I told them it was going to be my first time in New Orleans and how excited I was to see the city. As we continued talking we even discovered all three of us were staying at the same hotel in the French Quarter.
As we got closer to landing they asked if I’d want to share a cab to the hotel. I thanked them for the offer, but told them how I was planning to take the Jefferson Transit bus from the airport into the central business district and then walk six blocks to the hotel.
Their jaws dropped in shock. Even as I explained how I’d rather pay $2 for bus fare instead of $33 for a cab and then get a chance to walk through the city, they looked at me as if they had been socializing with a mad man. They even tried bargaining with me in an effort to try and talk me out of taking public transportation.
Sometime in their life, these people got a terrible impression of transit and it made me curious about how that happened. Did they board a dirty bus once? Encounter a rude driver? Get lost due to a complicated system map? Or are they just intimidated by the public transit?
First impressions are more important than ever for transit agencies when it comes to attracting new riders. Even though I explained how cheap and easy it was to use the bus and showed them how Yelp user had glowing reviews of the JeT bus from Louis Armstrong International Airport, the couple was still appalled at the idea of taking transit.

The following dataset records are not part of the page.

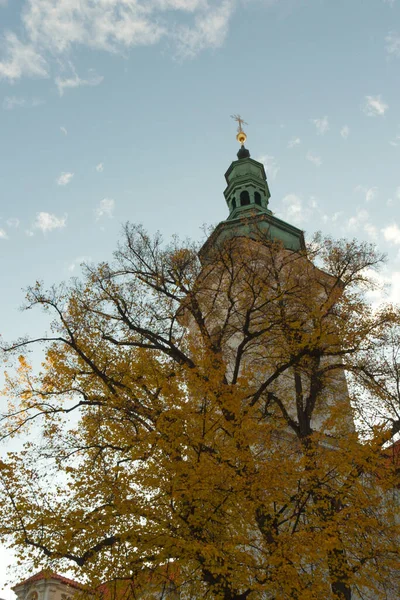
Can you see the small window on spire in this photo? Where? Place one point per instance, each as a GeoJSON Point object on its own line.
{"type": "Point", "coordinates": [244, 198]}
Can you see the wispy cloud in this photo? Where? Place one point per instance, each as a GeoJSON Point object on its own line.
{"type": "Point", "coordinates": [13, 222]}
{"type": "Point", "coordinates": [105, 208]}
{"type": "Point", "coordinates": [52, 30]}
{"type": "Point", "coordinates": [393, 44]}
{"type": "Point", "coordinates": [299, 211]}
{"type": "Point", "coordinates": [344, 132]}
{"type": "Point", "coordinates": [77, 262]}
{"type": "Point", "coordinates": [76, 81]}
{"type": "Point", "coordinates": [209, 30]}
{"type": "Point", "coordinates": [370, 193]}
{"type": "Point", "coordinates": [391, 233]}
{"type": "Point", "coordinates": [374, 106]}
{"type": "Point", "coordinates": [64, 178]}
{"type": "Point", "coordinates": [21, 60]}
{"type": "Point", "coordinates": [316, 160]}
{"type": "Point", "coordinates": [11, 102]}
{"type": "Point", "coordinates": [395, 141]}
{"type": "Point", "coordinates": [47, 222]}
{"type": "Point", "coordinates": [361, 221]}
{"type": "Point", "coordinates": [270, 164]}
{"type": "Point", "coordinates": [294, 142]}
{"type": "Point", "coordinates": [322, 125]}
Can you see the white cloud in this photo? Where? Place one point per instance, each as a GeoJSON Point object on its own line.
{"type": "Point", "coordinates": [64, 178]}
{"type": "Point", "coordinates": [369, 193]}
{"type": "Point", "coordinates": [396, 141]}
{"type": "Point", "coordinates": [294, 142]}
{"type": "Point", "coordinates": [360, 222]}
{"type": "Point", "coordinates": [208, 31]}
{"type": "Point", "coordinates": [53, 29]}
{"type": "Point", "coordinates": [270, 164]}
{"type": "Point", "coordinates": [344, 132]}
{"type": "Point", "coordinates": [391, 233]}
{"type": "Point", "coordinates": [76, 81]}
{"type": "Point", "coordinates": [77, 262]}
{"type": "Point", "coordinates": [11, 102]}
{"type": "Point", "coordinates": [105, 208]}
{"type": "Point", "coordinates": [293, 209]}
{"type": "Point", "coordinates": [322, 125]}
{"type": "Point", "coordinates": [21, 60]}
{"type": "Point", "coordinates": [359, 219]}
{"type": "Point", "coordinates": [393, 43]}
{"type": "Point", "coordinates": [316, 160]}
{"type": "Point", "coordinates": [47, 222]}
{"type": "Point", "coordinates": [374, 106]}
{"type": "Point", "coordinates": [13, 222]}
{"type": "Point", "coordinates": [371, 231]}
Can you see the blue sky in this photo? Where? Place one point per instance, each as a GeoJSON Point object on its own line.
{"type": "Point", "coordinates": [116, 110]}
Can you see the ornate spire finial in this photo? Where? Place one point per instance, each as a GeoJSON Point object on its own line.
{"type": "Point", "coordinates": [241, 136]}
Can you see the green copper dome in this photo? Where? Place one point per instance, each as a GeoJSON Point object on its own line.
{"type": "Point", "coordinates": [247, 196]}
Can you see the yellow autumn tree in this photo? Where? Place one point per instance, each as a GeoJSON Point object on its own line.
{"type": "Point", "coordinates": [194, 425]}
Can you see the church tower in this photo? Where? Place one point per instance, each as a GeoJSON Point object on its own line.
{"type": "Point", "coordinates": [247, 196]}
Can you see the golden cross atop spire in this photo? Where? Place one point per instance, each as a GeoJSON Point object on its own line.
{"type": "Point", "coordinates": [241, 136]}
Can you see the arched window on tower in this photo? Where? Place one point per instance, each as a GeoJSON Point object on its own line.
{"type": "Point", "coordinates": [244, 198]}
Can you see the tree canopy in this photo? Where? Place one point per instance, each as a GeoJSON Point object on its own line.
{"type": "Point", "coordinates": [194, 424]}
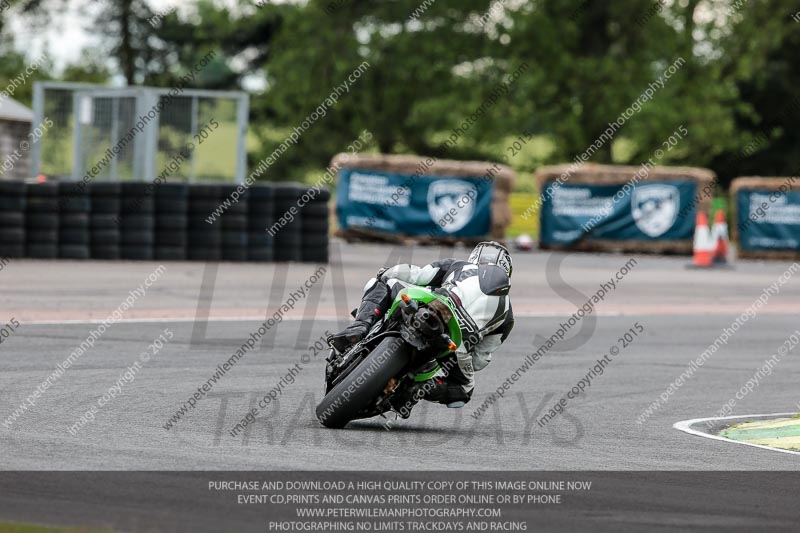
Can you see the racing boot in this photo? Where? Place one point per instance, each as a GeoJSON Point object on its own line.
{"type": "Point", "coordinates": [374, 303]}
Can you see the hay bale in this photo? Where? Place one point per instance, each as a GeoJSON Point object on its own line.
{"type": "Point", "coordinates": [594, 174]}
{"type": "Point", "coordinates": [504, 179]}
{"type": "Point", "coordinates": [760, 183]}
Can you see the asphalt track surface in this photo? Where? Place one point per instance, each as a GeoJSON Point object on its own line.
{"type": "Point", "coordinates": [682, 312]}
{"type": "Point", "coordinates": [212, 309]}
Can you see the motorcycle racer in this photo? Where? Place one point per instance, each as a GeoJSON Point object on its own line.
{"type": "Point", "coordinates": [479, 288]}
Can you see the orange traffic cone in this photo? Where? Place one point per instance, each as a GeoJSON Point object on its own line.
{"type": "Point", "coordinates": [719, 233]}
{"type": "Point", "coordinates": [704, 245]}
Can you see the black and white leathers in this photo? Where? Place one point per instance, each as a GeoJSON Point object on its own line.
{"type": "Point", "coordinates": [485, 319]}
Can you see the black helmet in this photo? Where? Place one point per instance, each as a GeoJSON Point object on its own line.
{"type": "Point", "coordinates": [491, 253]}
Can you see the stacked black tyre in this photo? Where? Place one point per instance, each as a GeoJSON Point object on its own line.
{"type": "Point", "coordinates": [289, 229]}
{"type": "Point", "coordinates": [261, 245]}
{"type": "Point", "coordinates": [137, 237]}
{"type": "Point", "coordinates": [205, 240]}
{"type": "Point", "coordinates": [42, 221]}
{"type": "Point", "coordinates": [12, 219]}
{"type": "Point", "coordinates": [105, 220]}
{"type": "Point", "coordinates": [172, 209]}
{"type": "Point", "coordinates": [315, 216]}
{"type": "Point", "coordinates": [73, 229]}
{"type": "Point", "coordinates": [235, 224]}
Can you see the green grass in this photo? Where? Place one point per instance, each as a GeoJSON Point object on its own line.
{"type": "Point", "coordinates": [520, 202]}
{"type": "Point", "coordinates": [25, 528]}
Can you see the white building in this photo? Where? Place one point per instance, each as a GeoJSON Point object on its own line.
{"type": "Point", "coordinates": [15, 125]}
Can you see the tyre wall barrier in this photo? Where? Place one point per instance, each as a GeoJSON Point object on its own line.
{"type": "Point", "coordinates": [165, 222]}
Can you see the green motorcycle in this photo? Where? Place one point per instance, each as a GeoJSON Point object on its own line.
{"type": "Point", "coordinates": [406, 347]}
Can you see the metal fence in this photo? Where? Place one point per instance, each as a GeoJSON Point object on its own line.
{"type": "Point", "coordinates": [139, 133]}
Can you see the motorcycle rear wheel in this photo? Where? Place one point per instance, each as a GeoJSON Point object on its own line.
{"type": "Point", "coordinates": [358, 390]}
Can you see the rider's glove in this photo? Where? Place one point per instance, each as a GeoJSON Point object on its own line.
{"type": "Point", "coordinates": [381, 272]}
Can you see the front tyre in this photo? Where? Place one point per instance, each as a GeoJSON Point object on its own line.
{"type": "Point", "coordinates": [362, 386]}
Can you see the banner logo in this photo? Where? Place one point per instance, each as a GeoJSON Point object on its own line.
{"type": "Point", "coordinates": [655, 208]}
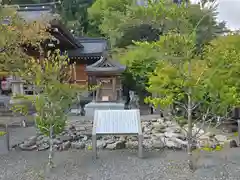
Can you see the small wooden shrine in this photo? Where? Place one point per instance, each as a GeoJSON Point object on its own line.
{"type": "Point", "coordinates": [89, 63]}
{"type": "Point", "coordinates": [105, 75]}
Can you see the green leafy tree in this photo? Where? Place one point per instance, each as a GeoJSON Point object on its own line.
{"type": "Point", "coordinates": [22, 54]}
{"type": "Point", "coordinates": [74, 15]}
{"type": "Point", "coordinates": [124, 21]}
{"type": "Point", "coordinates": [17, 37]}
{"type": "Point", "coordinates": [54, 95]}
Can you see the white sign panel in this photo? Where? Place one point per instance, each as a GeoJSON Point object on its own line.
{"type": "Point", "coordinates": [117, 121]}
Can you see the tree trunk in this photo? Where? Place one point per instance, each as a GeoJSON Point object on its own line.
{"type": "Point", "coordinates": [189, 115]}
{"type": "Point", "coordinates": [50, 156]}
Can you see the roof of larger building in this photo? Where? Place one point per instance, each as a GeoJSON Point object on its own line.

Many agencies are planning improvements to their systems to make the trips more pleasurable in 2014 and regular customers will enjoy them. Here in Milwaukee I know I’m excited for the new fare cards and bus trackers to start up and for construction of the first leg of the streetcar.
But first impressions don’t just mean new infrastructure. It takes a lot to change choice or non-riders into regular customers. The ushering in of a new year means a chance to change and reassess how agencies are serving their community.
So as we look forward to 2014, maybe it’s a good time for agencies to make a resolution to determine how they’re going to improve first impressions for potential riders to make sure they don’t sour to transit. More riders are better for your bottom line and our communities and the economy.